Listen to Ben Judah and Dmitri Linnik on Putin's information war

It has been open season on all things Russian for a while now. Their athletes cheat and get banned from sporting events. Whereas ours take performance-enhancing drugs solely to combat their crippling asthma attacks which might otherwise prevent them from winning the Tour de France. The US accuses Putin of conducting cyberwarfare to influence the presidential election. Well sure, although they’re not doing quite enough right now, by my reckoning — step it up a bit, Dmitri.

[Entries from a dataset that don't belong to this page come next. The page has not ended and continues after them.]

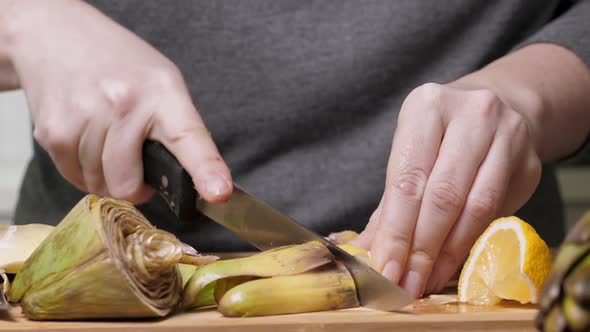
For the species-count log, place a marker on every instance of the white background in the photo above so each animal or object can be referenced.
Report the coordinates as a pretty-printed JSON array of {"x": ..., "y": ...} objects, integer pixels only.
[{"x": 15, "y": 150}]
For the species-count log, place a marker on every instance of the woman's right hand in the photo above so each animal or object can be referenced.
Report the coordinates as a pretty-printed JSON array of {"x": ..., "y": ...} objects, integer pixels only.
[{"x": 96, "y": 91}]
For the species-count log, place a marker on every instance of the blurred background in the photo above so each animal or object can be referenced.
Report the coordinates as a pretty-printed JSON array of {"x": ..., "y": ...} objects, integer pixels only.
[{"x": 15, "y": 150}]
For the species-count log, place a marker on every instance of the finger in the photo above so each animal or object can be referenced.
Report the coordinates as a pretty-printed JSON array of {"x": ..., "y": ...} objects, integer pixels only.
[
  {"x": 487, "y": 193},
  {"x": 58, "y": 135},
  {"x": 90, "y": 151},
  {"x": 366, "y": 237},
  {"x": 121, "y": 158},
  {"x": 522, "y": 182},
  {"x": 414, "y": 150},
  {"x": 459, "y": 158},
  {"x": 182, "y": 131}
]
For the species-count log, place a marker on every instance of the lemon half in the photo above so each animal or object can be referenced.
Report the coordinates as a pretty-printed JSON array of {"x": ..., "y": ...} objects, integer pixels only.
[{"x": 509, "y": 261}]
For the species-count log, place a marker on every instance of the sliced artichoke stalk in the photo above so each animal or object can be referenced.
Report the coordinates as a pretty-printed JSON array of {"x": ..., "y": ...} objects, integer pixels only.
[
  {"x": 17, "y": 242},
  {"x": 565, "y": 297},
  {"x": 4, "y": 304},
  {"x": 103, "y": 260},
  {"x": 329, "y": 287},
  {"x": 279, "y": 261},
  {"x": 294, "y": 279}
]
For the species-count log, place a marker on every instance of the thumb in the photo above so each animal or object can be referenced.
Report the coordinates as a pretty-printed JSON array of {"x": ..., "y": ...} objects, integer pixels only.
[{"x": 182, "y": 131}]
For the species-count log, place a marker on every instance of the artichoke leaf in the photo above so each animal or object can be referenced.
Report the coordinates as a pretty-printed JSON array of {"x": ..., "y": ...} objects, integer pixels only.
[{"x": 103, "y": 260}]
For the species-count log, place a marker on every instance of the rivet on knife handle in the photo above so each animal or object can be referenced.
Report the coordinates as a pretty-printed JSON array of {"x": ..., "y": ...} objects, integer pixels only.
[{"x": 163, "y": 172}]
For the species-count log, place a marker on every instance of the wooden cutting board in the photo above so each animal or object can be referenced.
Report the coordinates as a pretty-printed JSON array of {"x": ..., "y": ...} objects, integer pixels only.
[{"x": 422, "y": 315}]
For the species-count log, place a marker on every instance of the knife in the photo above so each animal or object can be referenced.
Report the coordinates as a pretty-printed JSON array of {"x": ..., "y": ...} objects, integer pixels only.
[{"x": 259, "y": 224}]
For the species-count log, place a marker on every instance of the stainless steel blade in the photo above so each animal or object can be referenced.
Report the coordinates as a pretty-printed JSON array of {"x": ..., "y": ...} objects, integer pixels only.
[{"x": 262, "y": 226}]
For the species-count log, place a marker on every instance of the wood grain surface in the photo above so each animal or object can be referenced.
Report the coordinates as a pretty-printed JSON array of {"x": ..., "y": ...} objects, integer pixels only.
[{"x": 422, "y": 315}]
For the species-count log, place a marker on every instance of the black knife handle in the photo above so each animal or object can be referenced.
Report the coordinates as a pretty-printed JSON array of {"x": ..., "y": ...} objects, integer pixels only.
[{"x": 162, "y": 171}]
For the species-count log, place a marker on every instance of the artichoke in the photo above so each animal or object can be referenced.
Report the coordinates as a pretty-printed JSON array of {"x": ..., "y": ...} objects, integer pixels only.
[
  {"x": 103, "y": 260},
  {"x": 565, "y": 297}
]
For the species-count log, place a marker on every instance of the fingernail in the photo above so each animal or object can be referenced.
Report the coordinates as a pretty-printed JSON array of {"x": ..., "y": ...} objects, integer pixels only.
[
  {"x": 216, "y": 186},
  {"x": 412, "y": 282},
  {"x": 392, "y": 271}
]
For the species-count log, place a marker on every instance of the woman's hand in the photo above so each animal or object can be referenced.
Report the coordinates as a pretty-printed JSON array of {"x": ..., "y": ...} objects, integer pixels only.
[
  {"x": 96, "y": 92},
  {"x": 469, "y": 151},
  {"x": 460, "y": 157}
]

But are we to believe that the US has no covert cyberwarfare going on?

And then there’s Russia Today, now thrust into the frontline. NatWest, largely state-owned, announced in gravely pious terms that it intended to close the bank accounts of the British-based, Russian-financed broadcaster. Hell, we never did that to Pravda. NatWest has subsequently backed down, as soon as Russia Today — with some justification — complained about restrictions upon freedom of speech and threatened to freeze the financial accounts of the BBC operation in Russia. While our government, keeping a straight face, denied having influenced the original NatWest decision — yeah, right — a spokesman for Theresa May added, ill-advisedly: ‘More broadly, do we want to make sure that misinformation is not being spread? Of course we do.’

So I think that’s pretty clear, is it not? There is indeed direct government involvement. We try to harass and hopefully close down a broadcaster because it is putting out stuff with which our government disagrees. I thought that was what the Russians were supposed to do; stifle dissent? And yet while Russia Today is indeed reliably compliant on Putin’s excesses, its news reports — often mirroring good old UK tabloid newspaper hackery — sometimes reveal a truth which would have been otherwise hidden. The problem, then, is not that they are spreading misinformation, but that Russia Today is spreading truthful information which the UK government finds extremely unhelpful. Is it non-biased and non-partisan, does it always give balance and right of reply? No, no and thrice no. Does the BBC?

There is a certain predilection among some British people, especially men of around about my age, to admire Vladimir Putin — largely for his decisiveness and social conservatism. While the West flounders, Putin acts — and so we might forgive him the occasional homophobic spasm (or even commend him for it). I am not a member of his burgeoning British fan club, though. It is easy to be decisive when you face no democratic challenge — which Putin assuredly does not. He strikes me as amoral and ruthless and belligerent. And I do not know how deeply ingrained is that weird, stripped-naked-wrestling-a-bear machismo, or how much it is for show. This is my worry: we provoke and provoke, we distort the facts in order to suit our agenda, we vilify Putin and his country in a wholly belligerent, one-eyed, manner, ignoring our own misdeeds — in Ukraine, in Syria and Iraq, and with regard to human rights and freedom of speech.

I fervently hope that, as Paul Wood suggests on p. 12, Putin’s belligerence is just an act for international consumption, and that he is nowhere near as stupid as Andrew Mitchell or Boris Johnson. That’s what I cling to, before I book those flights to Wellington. Because it may very well be a misplaced hope. And he may be pushed further than he can be seen to endure.

Putin is at least partly our creation, too, of course. You cannot divest a country of its empire, its political system and raison d’être, its industry, its jobs, its money, its prestige and world stature in five or six short years and not expect some sort of rebound, some sort of hankering after the old way of life, the craving for a Stalin-lite. A hankering after Putin. It was a missed opportunity, back in the mid-1990s, not to have love-bombed Russia, and invited it to join Nato. Now we must deal with Putin, as a consequence. And we are failing to do so. We are losing all ends up.